Posted online Monday, "Kony 2012" had 70-million views by Friday morning.
The man who made the video credits young people and social media.
"These are children and young people, 25 and younger, saying 'Mom, Dad..we want you to pay attention to this right now," explains Jason Russell.
Russell's video documents the brutal exploits of Ugandan rebel leader Joseph Kony, his notorious "Lord's Resistance Army" and their reign of terror that included kidnapping children of Uganda and three neighboring countries.
The boys are turned into child soldiers; the girls are used as sex slaves.
It's called "Kony 2012" because the goal is to catch Kony by the end of the year.
Celebrities like Oprah Winfrey, Angelina Jolie and Justin Bieber have latched on.
The group "Invisible Children", co-founded by Russell, is promoted in the video.
Its website sells the "Kony 2012" action kits with stickers and posters that supporters are urged put up on street corners worldwide April 20th.
There are critics, though, of the group and the video.

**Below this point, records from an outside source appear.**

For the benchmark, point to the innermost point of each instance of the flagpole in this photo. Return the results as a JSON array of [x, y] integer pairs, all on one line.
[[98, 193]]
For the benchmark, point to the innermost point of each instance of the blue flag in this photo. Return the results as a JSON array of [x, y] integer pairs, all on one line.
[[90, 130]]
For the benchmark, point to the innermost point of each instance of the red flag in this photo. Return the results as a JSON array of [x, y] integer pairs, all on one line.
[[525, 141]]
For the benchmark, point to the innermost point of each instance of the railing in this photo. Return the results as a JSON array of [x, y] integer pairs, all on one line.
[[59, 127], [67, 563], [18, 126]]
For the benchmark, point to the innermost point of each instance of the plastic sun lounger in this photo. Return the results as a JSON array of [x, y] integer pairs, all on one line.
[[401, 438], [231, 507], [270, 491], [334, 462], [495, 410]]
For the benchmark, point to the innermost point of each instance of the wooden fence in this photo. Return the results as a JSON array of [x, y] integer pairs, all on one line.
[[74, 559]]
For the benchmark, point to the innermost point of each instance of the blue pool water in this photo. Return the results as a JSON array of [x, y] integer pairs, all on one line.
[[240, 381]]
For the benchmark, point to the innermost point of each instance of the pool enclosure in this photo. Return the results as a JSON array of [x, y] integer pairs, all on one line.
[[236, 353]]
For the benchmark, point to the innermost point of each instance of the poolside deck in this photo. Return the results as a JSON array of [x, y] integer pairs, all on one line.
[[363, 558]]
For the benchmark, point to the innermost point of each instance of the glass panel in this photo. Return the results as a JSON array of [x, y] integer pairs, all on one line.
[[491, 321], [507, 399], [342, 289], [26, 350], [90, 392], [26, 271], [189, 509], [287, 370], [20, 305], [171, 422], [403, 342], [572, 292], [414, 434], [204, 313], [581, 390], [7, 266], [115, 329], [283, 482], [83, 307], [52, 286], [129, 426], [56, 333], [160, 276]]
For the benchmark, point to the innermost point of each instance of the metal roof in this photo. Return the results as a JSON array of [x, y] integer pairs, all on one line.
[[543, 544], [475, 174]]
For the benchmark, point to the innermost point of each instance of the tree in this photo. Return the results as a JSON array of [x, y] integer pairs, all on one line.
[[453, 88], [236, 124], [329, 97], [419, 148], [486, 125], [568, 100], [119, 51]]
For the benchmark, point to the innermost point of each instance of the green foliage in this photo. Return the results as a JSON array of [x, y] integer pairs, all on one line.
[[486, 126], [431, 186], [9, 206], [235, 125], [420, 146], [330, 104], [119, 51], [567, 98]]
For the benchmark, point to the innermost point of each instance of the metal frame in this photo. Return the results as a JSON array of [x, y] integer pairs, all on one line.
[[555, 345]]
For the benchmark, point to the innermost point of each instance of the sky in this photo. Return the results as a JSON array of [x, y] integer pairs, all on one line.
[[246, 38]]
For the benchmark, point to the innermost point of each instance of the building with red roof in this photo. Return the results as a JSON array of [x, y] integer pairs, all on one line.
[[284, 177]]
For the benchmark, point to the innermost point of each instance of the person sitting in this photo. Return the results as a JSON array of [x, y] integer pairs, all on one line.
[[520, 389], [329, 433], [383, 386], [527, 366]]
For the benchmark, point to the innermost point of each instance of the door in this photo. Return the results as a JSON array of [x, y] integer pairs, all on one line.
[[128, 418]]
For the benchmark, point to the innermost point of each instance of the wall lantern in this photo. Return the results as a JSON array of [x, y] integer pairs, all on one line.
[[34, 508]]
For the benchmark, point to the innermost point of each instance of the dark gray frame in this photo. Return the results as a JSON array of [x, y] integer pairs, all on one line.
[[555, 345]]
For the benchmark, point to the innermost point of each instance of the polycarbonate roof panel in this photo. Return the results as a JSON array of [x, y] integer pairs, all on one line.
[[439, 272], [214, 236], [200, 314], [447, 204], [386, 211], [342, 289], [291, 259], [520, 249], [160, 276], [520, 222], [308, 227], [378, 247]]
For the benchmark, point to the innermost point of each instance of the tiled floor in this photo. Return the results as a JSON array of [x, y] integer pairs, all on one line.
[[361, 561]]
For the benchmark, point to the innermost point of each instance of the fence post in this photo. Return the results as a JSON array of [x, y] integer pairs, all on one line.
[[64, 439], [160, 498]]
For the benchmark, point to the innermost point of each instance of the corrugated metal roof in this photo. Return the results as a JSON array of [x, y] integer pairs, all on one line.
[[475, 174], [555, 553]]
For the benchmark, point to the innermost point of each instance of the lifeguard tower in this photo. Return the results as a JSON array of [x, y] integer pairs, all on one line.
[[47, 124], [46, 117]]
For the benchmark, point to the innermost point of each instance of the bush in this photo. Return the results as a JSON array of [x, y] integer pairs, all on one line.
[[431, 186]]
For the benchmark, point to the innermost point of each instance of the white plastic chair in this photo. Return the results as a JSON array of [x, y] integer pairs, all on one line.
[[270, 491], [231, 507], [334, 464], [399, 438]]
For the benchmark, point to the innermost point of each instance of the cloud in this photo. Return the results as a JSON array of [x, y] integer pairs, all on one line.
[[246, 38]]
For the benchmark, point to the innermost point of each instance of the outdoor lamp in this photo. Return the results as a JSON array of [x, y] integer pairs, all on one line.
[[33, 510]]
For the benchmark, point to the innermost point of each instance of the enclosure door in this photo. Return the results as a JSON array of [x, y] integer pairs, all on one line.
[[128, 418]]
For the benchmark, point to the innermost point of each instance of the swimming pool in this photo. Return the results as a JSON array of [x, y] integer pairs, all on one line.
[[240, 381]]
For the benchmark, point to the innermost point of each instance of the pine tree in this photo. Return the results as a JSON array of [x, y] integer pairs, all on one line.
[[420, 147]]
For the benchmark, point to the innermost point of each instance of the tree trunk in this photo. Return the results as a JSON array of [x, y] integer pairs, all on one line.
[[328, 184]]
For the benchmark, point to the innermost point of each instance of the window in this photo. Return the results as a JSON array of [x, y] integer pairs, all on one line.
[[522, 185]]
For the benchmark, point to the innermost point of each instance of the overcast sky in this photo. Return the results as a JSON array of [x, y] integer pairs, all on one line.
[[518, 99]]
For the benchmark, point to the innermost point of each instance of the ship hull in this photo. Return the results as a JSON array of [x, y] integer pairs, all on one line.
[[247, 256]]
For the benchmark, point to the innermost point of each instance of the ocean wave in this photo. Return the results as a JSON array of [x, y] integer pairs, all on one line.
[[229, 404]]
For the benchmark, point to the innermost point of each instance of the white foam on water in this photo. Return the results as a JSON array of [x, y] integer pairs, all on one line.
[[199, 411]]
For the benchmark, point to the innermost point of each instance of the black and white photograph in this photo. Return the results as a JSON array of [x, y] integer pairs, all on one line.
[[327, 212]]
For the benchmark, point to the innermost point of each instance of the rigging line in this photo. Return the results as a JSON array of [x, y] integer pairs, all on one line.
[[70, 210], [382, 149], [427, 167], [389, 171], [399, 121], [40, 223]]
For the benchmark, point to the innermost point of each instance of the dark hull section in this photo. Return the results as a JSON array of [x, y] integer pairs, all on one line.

The most notable is the Ugandan government, who thinks Kony actually fled their country when he was indicted by international courts seven years ago.
"There has been outrage, as I already mentioned. The country is completely peaceful and what the Invisible Children is doing is to castigate or rather reflect Africa as a dark continent," says Ugandan government spokesman Fred Opolot.
They say conditions are not as bad in central Africa as they were when Jason Russell started shooting the documentary nine years ago.